In a memo to all EMS staff from Interim Chief Jasper Brown, he told staffers their workforce is moving its operational readiness level to “Level 3 – Increased Readiness.”

He said the biggest change for workers is they have to “remain prepared for emergency call back” and keep their phones on and “be ready to receive calls.”

“It’s challenging. We try not to bring people back into work; they have worked very hard already for two years. They’re tired, everybody’s tired,” said Interim Chief Brown. “It doesn’t affect our response time. Anytime we can’t staff a unit though, it affects everybody that’s here working. They have to work harder to keep our response times up.”

The Austin EMS Association said call volumes are spiking. The association said this is placing an even greater strain on a department that has a staffing deficit greater than any other in the city, with more medics leaving because of burnout, early retirement and pay.
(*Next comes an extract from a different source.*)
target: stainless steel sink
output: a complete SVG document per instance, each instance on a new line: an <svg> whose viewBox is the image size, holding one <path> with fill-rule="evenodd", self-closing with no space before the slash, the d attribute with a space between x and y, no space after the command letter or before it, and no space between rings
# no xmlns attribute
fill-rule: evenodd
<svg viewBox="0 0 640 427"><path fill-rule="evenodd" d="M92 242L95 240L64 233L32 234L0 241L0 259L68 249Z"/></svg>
“We did a workforce survey and indicated that 25% of our medics are looking to leave within the next year (of the existing workforce). So that’s pretty scary to think about,” Xie said.

On top of increased COVID-19 cases among staff, the agency’s academy isn’t producing enough qualified cadets. ATCEMS has hired just 16 qualified cadets out of a possible 30. That comes after the length of the academy was shortened by a month in an effort to get medics on the streets quicker.

“We are having serious problems with recruitment,” Xie said. “With well over a hundred openings, we aren’t going to get relief from the status quo. Attrition — including early retirement — is at an all-time high, and we anticipate even more openings in the coming months.”

Xie said before the pandemic, ATCEMS employed just 80% of what its budget allows, and that made it vulnerable to “this kind of crisis.”

Xie said city officials need to do something to drum up more cadets and keep the medics already employed.

“The city must act with urgency to recruit and retain the country’s best medics here, right now,” Xie said. “We’re not running out of time to change things. We are out of time.”